Afin de mettre en forme les compositions de « Royal Tea », le guitariste-chanteur aux inamovibles lunettes noires et smoking a convoqué rien moins que Bernie Marsden (ancien guitariste de WHITESNAKE), Pete Brown qui fut parolier du groupe CREAM, l’illustre pianiste du cru qu’est Jools Holland et a composé le tout sur place avec du matériel vintage glané dans les meilleurs magasins de musique situés sur la célèbre Denmark Street connue des musiciens pour ses cavernes d’Ali Baba, contribuant selon lui à un ajout de valeur inestimable. A ce sujet, il précise « Je suis arrivé là-bas sans rien, juste quelques notes écrites et plein de bonnes intentions ». Et à l’écoute, on ne peut que se féliciter du résultat obtenu. Produit par le fidèle Kevin Shirley (également l’homme des manettes d’IRON MAIDEN), on entend sur cet album d’autres figures connues des fans, le bassiste Michael Rhodes, le batteur Anton Fig, le claviériste Reese Wynans ainsi que le trompettiste Lee Thornburg et le saxophoniste Paulie Cerra. Et le moins que l’on puisse dire, c’est que ça joue sévère et à un volume élevé selon les dires de Bonamassa, précisant que « les musiciens classiques sur place nous regardaient de travers lorsqu’on descendait en pause tellement on jouait fort ! »

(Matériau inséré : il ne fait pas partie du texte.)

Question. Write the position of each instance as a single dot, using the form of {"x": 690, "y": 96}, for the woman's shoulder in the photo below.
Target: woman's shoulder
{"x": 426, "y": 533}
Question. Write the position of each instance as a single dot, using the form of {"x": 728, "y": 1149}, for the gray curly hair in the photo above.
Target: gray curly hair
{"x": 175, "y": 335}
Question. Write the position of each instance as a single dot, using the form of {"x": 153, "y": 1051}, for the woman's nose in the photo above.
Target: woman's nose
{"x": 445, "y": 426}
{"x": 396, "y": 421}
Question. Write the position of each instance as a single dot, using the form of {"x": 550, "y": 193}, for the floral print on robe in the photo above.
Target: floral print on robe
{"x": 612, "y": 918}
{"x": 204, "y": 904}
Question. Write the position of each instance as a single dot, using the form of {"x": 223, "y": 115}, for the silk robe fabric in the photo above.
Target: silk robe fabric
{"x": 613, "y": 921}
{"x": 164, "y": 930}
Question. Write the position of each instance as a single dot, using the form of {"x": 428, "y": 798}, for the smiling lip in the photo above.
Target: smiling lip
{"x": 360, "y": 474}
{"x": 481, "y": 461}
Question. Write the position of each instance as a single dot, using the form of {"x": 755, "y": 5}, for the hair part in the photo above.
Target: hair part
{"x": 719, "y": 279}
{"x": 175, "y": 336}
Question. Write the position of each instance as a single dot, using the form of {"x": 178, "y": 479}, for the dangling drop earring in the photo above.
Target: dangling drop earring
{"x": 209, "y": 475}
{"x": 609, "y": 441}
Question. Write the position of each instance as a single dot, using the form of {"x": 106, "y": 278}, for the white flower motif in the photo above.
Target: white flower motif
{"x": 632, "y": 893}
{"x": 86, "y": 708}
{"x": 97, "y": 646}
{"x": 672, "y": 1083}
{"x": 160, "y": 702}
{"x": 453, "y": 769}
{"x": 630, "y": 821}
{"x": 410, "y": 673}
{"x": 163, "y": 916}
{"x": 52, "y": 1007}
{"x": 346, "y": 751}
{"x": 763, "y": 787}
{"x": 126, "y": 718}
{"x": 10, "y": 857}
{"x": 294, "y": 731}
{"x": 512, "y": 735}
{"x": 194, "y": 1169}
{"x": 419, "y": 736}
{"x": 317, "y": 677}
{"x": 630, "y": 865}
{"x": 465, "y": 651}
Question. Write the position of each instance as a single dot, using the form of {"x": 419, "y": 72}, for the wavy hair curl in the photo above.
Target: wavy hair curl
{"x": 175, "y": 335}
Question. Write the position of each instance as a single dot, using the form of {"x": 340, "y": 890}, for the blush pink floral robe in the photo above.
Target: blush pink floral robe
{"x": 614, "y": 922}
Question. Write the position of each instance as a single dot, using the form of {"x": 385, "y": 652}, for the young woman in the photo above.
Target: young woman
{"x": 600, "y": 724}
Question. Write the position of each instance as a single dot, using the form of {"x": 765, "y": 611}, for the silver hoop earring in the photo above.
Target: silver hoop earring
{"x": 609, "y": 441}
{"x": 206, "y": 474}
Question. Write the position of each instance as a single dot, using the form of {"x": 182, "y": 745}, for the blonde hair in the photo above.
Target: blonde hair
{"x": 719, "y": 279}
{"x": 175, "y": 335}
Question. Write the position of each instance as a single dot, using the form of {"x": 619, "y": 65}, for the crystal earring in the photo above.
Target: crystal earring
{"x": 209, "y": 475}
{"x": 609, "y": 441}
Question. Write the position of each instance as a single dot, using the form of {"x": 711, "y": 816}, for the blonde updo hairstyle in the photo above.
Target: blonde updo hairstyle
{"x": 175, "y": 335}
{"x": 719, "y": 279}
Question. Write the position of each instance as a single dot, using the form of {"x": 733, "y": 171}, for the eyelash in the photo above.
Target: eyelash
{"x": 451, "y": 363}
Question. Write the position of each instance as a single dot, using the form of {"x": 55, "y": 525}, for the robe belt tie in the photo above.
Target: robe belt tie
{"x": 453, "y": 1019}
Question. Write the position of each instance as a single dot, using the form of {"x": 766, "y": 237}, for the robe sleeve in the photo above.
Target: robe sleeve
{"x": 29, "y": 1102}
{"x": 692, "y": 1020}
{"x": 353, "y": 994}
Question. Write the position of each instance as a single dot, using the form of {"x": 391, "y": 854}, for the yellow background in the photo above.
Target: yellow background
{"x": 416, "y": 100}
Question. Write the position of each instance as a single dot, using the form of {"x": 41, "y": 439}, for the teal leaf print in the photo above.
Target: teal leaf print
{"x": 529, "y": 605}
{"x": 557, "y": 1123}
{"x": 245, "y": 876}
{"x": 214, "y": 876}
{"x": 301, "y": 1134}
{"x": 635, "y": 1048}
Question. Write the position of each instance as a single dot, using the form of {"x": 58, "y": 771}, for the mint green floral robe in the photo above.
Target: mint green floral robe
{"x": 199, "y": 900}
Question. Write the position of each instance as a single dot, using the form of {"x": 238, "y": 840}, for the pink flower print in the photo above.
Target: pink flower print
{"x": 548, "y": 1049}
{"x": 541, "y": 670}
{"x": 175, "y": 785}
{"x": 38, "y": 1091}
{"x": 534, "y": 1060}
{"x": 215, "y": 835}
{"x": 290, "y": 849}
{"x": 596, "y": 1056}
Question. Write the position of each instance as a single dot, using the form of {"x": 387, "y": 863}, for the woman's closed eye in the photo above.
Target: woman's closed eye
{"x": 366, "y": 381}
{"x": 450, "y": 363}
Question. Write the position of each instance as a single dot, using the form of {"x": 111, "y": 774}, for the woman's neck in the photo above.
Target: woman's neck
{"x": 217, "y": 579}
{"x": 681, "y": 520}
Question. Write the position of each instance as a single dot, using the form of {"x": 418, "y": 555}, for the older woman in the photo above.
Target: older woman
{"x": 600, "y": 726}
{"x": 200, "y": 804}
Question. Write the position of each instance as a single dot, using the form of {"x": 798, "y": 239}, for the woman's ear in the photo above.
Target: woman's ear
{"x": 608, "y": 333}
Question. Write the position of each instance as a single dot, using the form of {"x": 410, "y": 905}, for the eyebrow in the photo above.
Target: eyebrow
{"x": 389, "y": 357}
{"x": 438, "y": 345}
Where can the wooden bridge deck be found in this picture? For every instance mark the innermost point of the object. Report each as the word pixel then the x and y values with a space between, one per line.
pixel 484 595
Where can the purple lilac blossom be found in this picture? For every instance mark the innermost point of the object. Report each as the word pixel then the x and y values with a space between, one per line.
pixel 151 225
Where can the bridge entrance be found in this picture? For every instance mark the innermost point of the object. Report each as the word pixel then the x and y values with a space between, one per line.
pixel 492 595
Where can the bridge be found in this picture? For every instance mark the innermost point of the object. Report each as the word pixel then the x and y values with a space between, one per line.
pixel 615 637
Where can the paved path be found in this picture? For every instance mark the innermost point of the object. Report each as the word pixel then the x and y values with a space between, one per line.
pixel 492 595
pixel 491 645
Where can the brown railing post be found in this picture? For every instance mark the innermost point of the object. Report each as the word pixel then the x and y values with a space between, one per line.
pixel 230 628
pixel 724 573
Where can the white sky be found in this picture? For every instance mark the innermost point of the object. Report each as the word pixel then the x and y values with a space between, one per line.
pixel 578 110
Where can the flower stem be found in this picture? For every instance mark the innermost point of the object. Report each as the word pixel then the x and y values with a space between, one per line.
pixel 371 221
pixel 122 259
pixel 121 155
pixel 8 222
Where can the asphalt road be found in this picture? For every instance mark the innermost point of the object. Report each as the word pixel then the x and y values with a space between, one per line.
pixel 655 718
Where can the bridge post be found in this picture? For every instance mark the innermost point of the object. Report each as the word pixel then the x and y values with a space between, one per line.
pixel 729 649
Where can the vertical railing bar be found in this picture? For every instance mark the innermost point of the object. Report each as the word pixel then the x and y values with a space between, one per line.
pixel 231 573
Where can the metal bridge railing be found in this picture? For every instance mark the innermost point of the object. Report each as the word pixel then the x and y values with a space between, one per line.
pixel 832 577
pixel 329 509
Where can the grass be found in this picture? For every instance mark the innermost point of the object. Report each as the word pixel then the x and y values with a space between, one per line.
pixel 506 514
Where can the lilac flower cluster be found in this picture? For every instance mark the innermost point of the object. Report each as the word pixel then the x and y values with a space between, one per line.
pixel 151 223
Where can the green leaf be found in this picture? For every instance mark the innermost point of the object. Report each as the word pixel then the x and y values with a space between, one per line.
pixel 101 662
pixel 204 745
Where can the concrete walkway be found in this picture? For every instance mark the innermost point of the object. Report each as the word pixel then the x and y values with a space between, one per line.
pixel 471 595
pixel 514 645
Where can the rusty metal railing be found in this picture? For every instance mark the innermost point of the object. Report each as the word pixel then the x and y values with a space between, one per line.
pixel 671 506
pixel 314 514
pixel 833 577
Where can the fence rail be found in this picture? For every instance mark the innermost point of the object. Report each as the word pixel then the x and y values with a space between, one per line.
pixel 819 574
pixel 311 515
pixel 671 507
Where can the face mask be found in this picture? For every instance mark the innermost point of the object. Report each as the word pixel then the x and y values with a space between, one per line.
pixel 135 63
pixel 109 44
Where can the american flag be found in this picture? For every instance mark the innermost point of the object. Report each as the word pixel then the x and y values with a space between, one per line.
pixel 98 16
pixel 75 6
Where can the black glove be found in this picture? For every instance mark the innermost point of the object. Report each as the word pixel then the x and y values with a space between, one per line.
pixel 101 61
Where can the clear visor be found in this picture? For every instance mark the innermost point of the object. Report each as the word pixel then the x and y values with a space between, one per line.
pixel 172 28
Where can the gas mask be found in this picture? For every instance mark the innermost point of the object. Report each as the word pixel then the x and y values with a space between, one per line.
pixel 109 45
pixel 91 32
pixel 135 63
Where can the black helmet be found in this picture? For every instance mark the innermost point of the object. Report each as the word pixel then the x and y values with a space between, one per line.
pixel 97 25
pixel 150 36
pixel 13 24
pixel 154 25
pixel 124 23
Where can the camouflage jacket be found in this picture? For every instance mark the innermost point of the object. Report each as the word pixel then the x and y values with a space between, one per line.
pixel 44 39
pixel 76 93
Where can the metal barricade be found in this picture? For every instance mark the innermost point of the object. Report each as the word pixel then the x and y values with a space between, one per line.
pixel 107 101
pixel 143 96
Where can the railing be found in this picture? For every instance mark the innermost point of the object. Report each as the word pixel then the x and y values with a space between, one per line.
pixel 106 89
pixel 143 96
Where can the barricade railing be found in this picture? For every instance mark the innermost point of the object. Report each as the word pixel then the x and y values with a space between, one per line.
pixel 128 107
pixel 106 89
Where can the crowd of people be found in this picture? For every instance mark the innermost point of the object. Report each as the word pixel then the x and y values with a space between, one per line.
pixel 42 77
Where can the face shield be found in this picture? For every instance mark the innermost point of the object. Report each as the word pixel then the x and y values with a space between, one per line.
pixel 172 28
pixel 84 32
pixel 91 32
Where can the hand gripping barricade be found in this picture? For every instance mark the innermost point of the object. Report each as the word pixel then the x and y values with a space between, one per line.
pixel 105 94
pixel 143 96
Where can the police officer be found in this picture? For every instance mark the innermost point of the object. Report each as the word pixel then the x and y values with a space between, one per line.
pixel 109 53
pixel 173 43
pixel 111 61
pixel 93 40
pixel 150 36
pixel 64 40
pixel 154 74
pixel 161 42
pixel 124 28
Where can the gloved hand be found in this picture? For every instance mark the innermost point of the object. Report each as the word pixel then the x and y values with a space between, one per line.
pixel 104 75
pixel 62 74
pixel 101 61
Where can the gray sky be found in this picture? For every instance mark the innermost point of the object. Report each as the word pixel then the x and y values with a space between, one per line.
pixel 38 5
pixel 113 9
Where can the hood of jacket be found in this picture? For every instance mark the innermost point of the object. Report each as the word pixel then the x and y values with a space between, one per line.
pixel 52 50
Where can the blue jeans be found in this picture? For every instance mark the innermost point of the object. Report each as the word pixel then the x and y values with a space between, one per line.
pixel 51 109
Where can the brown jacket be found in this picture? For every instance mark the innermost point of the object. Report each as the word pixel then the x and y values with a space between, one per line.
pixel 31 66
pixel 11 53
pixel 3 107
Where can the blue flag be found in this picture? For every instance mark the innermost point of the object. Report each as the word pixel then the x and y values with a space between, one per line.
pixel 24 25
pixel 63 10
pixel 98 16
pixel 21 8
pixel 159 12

L’album s’ouvre sur un titre épique, ''When One Door Opens'', doté d’un break rappelant quelques mesures du Boléro de Ravel et marquant de manière forte l’entrée en matière. Si l’éponyme ''Royal Tea'' apporte une petite note de légèreté tel un nuage de lait dans une tasse de Darjeeling, le blues langoureux reprend ses droits dès ''Why Does It Take So Long To Say Goodbye'' où sa montée en puissance lui fait côtoyer ensuite le hard dans sa tradition la plus british, le tout agrémenté d’arrangements luxueux. Quelques morceaux, sinon convenus, du moins typiques du style de JoBo (son surnom) s’accordent avec d’autres titres se démarquant vraiment du lot, à l’instar de ''A Conversation With Alice'', écrite en écho aux visites qu’il a faites auprès d’une professionnelle de l’écoute sur les conseils d’amis lui suggérant de parler de certains problèmes revenant de temps à autre, ''Lonely Boy'' et son atmosphère de Big Band et enfin ''Savannah'' qui apporte une touche country avant de prendre congé à l’issue de ce tea time.
Il est difficile de parler d'un album de Joe Bonamassa pour deux raisons, l’une bonne et l’autre un peu moins. La bonne est que l’on constate une qualité constante et très élevée à chaque parution discographique. La deuxième est que son style d’écriture et sa voix étant tellement marqués qu’il lui est difficile de renouveler totalement le propos, donnant parfois le sentiment d’avoir affaire – parfois seulement – à des chansons interchangeables. Cela n’enlève rien à la maestria et au talent du bonhomme et chaque livraison apporte à coup sûr avec elle son lot d’exquis muffins, « Royal Tea » n’échappant pas à la règle.